何故MNPではメールアドレスや長期利用割引期間を引き継げないのか

この記事はみどウィル支に投稿した記事の再掲載です。

10月24日からケータイの番号がそのままでキャリアを変えられるMNP(モバイルナンバーポータビリティ)が開始されます。
転出できるキャリアは「ドコモ」「KDDI」「ソフトバンク」の3キャリアであるのに、転入先のブランドはドコモは「moba」と「FOAM」、KDDIは「au」のみ、ソフトバンクは「3G」のみと多少の制限があるものの、「番号」がそのままでキャリア変更できるというメリットに魅力を感じている人は少なくないと思います。

しかし今一度冷静になって考えてみましょう。
そのままなのは「番号」のみ、メールアドレスや長期利用割引期間は当然引き継げません。人によってはそのことに不満を感じる人も多いことでしょう。
「キャリアが変わるので当たり前」と言ってしまえばそれまでですが、何故メールアドレスや長期利用割引期間は引き継げないのでしょうか?

メールアドレスがそのまま移行できるサービスの実現可能性はかなり低い思われます。
というのもメールアドレスはドメイン毎に管理されており、MNPのように移行するということがまずできないからです。
例えばドコモの場合、@マークの後ろ部分「docomo.ne.jp」がドメインになります。このドメインは登録している会社の管理下にあり、ユーザーがキャリアを変更したからと他の会社に使わせる、ということができないのです。

ただ技術的にのみ言えば、旧メールアドレスへのメールを新メールアドレスに転送したり、あるいは新メールアドレスを教えるような返信をする、ということは可能です。もちろんキャリアがそれを実行すればの話です。
しかしキャリアがそれを実行することはまずないでしょう、メリットがないからです。
メール転送は技術的には可能でも自キャリアへのメリットはありません。自キャリアから流出することを促がすことはあっても、自キャリアに留める効果はありませんから。

これはMNP利用時の転出手数料が有料で、MNP利用時の転入手数料が無料なことと似ています。
自キャリアからの流出を促がしたくないので転出時には手数料をしっかり徴収する、でも転入時には敷居を低くしたいから手数料は無料にする。
同じ理由でメール転送はキャリア的なメリットがない為に導入する可能性は極めて低い、と言えるのです。

では長期利用割引期間の引継ぎについてはどうでしょうか?
これについても現状可能性は低いと言えます。
長期利用割引期間を他キャリアから引き継げばMNP利用時の大きなアピールポイントになります。しかし同時に大きなリスクも背負うことになりかねません。
これは長期利用割引というもの自体が自キャリアを長く使っている人に対する割引という意味合いがあるからです。
もし他キャリアでの利用期間を引継げば、いきなり割引状態での契約になる為に利益回収が少なくなる可能性があります。そこまで携帯キャリアは寛容ではないのです。
また引継ぎをおこなわなければ、自キャリアからの流出に対する多少の足かせとすることが可能です。つまり「キャリア変更しなければ長期割引で得をする」という部分です。
それらを考慮すると、長期利用割引期間の引継ぎが実現する可能性は極めて低いと言えます。

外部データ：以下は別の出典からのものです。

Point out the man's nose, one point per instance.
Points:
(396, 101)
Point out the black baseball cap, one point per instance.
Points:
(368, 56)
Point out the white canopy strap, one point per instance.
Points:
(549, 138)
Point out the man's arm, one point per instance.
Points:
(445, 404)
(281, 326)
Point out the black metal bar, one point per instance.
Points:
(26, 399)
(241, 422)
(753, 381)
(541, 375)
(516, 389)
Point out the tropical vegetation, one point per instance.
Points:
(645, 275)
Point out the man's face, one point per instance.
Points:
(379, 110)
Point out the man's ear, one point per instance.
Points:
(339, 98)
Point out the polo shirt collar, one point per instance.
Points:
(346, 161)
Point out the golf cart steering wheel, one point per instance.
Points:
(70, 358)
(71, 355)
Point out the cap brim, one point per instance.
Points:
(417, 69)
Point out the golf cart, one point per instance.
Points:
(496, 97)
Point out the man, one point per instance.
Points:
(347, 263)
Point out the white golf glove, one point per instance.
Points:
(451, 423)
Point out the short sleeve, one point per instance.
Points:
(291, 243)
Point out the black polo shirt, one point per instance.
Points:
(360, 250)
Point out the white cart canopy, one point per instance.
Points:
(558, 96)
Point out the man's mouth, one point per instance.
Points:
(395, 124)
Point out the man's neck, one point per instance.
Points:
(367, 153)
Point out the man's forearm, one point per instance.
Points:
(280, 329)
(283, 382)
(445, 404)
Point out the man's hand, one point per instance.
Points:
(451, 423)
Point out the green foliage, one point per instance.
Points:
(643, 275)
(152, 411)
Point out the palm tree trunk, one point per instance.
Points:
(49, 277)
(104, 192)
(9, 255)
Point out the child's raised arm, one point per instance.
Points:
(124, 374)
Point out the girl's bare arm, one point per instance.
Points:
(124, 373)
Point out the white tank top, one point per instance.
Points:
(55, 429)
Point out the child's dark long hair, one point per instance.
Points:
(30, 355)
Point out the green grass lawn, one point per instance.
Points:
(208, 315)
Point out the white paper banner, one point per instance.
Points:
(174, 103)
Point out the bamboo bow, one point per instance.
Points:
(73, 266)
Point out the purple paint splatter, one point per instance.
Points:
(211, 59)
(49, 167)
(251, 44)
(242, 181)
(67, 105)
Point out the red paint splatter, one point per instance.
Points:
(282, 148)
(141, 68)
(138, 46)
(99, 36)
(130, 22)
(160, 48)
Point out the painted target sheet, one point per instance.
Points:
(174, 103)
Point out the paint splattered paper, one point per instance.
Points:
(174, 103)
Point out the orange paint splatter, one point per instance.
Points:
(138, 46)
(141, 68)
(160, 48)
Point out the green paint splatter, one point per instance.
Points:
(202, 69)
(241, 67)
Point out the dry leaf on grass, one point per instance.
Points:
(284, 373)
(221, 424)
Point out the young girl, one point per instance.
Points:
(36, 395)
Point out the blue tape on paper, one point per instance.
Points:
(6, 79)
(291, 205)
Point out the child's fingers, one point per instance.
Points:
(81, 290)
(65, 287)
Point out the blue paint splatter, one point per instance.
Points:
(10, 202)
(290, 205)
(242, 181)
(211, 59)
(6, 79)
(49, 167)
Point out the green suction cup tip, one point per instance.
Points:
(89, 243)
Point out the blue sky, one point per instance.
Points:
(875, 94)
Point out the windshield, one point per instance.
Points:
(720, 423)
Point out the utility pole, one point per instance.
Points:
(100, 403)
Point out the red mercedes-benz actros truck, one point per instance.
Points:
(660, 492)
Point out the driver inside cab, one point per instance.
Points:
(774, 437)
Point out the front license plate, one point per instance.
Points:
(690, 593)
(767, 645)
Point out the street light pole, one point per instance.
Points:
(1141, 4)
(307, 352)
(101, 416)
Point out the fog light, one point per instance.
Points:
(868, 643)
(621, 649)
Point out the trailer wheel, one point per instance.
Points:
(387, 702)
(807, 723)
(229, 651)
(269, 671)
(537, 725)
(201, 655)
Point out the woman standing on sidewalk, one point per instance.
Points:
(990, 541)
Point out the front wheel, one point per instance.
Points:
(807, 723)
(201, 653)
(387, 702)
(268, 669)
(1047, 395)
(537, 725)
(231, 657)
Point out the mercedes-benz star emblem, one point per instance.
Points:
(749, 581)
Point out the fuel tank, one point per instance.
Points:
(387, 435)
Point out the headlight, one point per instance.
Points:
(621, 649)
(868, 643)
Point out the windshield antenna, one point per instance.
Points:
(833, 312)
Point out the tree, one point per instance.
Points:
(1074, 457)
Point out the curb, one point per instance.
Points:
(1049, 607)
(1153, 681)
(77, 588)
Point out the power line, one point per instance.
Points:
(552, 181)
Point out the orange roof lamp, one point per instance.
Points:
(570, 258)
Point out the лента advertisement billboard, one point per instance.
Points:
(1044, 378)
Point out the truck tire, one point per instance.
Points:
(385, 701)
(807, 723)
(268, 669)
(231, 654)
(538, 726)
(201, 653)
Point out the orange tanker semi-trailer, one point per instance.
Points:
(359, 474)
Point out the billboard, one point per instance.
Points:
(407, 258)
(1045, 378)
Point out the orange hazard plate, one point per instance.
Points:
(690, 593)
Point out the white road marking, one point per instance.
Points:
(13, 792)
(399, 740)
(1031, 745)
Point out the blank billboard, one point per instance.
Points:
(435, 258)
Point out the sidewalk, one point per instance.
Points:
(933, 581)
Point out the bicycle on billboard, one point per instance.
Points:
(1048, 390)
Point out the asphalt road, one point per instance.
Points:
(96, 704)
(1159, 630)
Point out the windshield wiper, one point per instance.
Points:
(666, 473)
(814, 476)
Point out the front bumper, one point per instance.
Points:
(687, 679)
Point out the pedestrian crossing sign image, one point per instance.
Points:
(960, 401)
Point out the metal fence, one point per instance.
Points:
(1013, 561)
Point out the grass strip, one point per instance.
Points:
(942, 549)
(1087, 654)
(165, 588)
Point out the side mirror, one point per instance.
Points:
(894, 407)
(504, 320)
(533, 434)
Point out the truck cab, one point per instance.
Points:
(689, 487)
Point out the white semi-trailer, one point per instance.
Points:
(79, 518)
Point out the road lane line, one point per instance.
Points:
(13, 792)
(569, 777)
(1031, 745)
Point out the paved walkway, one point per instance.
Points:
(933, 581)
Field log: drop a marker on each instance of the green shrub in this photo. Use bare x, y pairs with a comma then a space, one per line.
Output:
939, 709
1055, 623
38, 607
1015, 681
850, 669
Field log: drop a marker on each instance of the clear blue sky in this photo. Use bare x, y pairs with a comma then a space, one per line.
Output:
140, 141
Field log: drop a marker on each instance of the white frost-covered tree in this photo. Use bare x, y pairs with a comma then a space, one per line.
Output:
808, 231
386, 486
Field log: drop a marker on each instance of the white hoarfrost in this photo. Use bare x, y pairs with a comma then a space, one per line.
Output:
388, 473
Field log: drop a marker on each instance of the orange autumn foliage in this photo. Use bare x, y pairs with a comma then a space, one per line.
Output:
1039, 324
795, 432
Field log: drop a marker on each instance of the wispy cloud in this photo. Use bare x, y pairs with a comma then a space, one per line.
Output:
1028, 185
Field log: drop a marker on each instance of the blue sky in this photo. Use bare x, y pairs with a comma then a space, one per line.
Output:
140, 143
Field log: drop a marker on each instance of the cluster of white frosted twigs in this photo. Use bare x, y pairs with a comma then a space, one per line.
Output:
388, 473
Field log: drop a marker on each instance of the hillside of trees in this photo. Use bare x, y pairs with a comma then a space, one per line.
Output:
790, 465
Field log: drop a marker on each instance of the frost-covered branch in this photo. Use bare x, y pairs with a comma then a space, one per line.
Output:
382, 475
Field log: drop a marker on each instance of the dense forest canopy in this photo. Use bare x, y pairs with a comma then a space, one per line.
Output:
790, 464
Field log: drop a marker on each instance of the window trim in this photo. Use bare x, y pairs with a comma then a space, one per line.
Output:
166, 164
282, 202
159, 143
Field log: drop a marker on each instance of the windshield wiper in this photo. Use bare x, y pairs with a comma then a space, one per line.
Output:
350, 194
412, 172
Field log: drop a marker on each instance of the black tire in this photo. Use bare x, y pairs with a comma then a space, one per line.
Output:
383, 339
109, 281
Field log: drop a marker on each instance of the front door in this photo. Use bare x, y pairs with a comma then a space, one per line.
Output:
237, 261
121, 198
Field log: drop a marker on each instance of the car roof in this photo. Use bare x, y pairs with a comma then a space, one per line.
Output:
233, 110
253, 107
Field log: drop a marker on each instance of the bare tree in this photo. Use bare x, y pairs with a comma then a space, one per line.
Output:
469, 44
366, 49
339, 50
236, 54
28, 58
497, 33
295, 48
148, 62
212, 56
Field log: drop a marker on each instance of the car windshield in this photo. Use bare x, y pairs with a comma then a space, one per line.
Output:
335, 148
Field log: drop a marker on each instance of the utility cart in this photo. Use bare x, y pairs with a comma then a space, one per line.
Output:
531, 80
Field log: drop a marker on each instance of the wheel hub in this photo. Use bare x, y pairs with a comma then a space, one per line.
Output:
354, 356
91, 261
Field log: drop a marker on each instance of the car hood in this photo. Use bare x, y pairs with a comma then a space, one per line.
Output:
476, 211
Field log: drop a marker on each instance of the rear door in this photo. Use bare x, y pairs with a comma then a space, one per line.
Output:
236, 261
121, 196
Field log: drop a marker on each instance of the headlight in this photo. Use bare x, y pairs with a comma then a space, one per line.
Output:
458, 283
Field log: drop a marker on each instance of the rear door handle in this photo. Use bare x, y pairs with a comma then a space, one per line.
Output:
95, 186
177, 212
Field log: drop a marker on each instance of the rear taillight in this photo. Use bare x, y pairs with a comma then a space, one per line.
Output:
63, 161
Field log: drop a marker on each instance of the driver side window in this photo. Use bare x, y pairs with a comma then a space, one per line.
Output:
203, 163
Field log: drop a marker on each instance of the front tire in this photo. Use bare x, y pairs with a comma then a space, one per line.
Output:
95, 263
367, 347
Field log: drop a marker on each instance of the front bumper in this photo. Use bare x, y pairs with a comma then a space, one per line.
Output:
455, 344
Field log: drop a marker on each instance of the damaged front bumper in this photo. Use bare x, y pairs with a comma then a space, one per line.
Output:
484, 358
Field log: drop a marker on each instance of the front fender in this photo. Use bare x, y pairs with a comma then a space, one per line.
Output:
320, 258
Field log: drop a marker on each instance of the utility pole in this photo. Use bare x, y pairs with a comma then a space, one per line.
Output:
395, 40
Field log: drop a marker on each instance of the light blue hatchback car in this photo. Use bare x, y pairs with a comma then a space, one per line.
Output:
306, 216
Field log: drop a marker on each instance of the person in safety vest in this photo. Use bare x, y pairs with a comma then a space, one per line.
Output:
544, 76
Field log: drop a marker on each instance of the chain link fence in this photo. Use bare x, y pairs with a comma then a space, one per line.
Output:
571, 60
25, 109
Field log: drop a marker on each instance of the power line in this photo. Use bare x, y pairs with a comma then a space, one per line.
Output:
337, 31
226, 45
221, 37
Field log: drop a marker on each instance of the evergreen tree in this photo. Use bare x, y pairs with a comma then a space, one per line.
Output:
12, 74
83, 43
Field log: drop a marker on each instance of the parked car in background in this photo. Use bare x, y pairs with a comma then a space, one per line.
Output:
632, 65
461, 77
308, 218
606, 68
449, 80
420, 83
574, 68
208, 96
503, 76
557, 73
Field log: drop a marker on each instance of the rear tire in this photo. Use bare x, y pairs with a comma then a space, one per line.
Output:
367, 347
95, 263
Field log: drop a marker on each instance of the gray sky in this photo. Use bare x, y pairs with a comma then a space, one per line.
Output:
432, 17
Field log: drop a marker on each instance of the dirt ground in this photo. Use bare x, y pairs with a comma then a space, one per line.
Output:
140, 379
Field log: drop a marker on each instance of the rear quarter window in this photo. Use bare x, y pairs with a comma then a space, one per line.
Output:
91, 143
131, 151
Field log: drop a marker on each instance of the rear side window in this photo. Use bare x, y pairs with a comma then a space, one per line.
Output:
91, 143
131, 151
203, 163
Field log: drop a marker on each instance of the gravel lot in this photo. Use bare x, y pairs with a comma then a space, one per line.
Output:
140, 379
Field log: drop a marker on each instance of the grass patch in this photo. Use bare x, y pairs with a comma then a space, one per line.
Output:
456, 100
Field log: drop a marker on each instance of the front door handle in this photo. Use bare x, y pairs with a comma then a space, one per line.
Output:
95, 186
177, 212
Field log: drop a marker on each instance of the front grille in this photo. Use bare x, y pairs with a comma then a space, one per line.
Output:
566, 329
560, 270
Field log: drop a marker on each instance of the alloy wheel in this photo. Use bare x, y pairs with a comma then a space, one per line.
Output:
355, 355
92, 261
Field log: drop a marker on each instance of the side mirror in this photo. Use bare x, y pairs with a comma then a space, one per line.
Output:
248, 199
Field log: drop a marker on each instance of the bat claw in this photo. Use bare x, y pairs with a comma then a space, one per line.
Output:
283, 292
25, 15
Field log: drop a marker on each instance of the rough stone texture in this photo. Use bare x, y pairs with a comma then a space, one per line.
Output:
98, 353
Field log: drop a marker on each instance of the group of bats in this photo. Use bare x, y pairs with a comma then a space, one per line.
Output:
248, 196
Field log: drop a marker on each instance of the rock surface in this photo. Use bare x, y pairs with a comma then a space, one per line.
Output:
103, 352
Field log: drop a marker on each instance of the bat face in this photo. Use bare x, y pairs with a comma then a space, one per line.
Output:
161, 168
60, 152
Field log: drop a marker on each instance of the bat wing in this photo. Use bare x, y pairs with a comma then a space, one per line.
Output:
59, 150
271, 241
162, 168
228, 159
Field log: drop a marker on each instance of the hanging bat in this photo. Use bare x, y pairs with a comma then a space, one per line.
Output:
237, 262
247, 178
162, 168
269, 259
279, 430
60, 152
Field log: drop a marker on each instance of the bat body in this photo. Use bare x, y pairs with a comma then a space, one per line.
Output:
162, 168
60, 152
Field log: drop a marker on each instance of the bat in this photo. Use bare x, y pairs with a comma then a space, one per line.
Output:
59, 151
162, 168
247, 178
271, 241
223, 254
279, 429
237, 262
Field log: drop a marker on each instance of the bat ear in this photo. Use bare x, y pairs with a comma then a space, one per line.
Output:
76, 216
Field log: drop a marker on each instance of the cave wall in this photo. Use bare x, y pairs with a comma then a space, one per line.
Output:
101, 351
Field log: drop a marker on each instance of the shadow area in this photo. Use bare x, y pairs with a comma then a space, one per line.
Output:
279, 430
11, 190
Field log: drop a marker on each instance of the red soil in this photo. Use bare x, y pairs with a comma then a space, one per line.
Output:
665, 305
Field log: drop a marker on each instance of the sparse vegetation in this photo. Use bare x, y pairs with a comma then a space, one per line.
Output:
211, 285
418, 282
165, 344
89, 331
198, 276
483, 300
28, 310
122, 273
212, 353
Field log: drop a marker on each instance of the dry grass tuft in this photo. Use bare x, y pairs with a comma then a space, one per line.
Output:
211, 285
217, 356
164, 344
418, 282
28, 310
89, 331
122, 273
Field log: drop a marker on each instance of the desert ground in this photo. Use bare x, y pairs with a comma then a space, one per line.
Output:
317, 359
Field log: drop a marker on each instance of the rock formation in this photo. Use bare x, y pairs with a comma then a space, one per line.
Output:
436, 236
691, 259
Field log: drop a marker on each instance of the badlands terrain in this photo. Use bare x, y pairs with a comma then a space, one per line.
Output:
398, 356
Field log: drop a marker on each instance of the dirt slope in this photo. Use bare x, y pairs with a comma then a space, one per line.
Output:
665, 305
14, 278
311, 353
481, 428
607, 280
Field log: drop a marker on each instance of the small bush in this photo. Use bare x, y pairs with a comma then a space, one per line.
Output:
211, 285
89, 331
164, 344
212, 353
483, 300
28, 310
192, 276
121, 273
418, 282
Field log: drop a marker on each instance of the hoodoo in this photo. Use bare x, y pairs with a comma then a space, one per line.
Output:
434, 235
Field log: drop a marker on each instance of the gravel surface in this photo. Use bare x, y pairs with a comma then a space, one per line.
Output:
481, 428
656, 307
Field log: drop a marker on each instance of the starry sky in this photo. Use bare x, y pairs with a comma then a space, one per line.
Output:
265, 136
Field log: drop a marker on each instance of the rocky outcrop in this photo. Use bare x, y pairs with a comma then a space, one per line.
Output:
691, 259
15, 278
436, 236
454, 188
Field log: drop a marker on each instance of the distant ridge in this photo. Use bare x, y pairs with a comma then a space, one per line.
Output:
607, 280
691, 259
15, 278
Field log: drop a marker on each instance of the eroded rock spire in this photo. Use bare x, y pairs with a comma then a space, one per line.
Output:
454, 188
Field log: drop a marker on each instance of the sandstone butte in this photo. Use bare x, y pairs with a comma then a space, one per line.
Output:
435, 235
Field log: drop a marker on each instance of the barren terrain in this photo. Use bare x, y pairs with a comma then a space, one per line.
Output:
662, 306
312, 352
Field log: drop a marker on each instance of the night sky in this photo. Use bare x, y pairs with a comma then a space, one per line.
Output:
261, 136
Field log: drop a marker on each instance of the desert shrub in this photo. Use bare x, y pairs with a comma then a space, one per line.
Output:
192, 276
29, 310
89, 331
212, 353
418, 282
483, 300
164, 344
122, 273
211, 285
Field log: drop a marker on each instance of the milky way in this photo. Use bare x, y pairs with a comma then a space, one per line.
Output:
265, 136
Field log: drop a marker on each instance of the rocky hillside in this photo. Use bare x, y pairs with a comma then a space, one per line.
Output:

ただウィルコムのPHS移行キャンペーンのような例もあります。これは他社PHSの利用期間を引き継いでウィルコムPHSに移行できる、というものです。
しかしこれはPHSから携帯への流出を防ぐ目的、そして何よりPHS利用者の利便性の為にウィルコムが取った英断であると言えます。
そのことを考えると、今後何らかの理由で長期利用割引期間を引き継ぐキャリアが出る可能性は0ではない、とだけ付け加えておきます。

以上のような理由もあり、MNPでキャリアをまたいで移行できるモノは電話番号のみとなっています。
一昔前であれば問題がなく受け入れられたであろうMNPも、メールなどが一般的になった今となっては物足りなく感じる人も多い方策であるとも言えるでしょう。
その辺りをしっかり理解し、MNPを利用するかどうかを考える必要があると思います。


ちなみに、ケータイ内のデータについてはPCと専用ソフトなどを利用することで移行できます。
データバックアップなどもサポートしているソフトがほとんどですので、ケータイに大事なデータが入っている人は利用して見ることをお奨めします。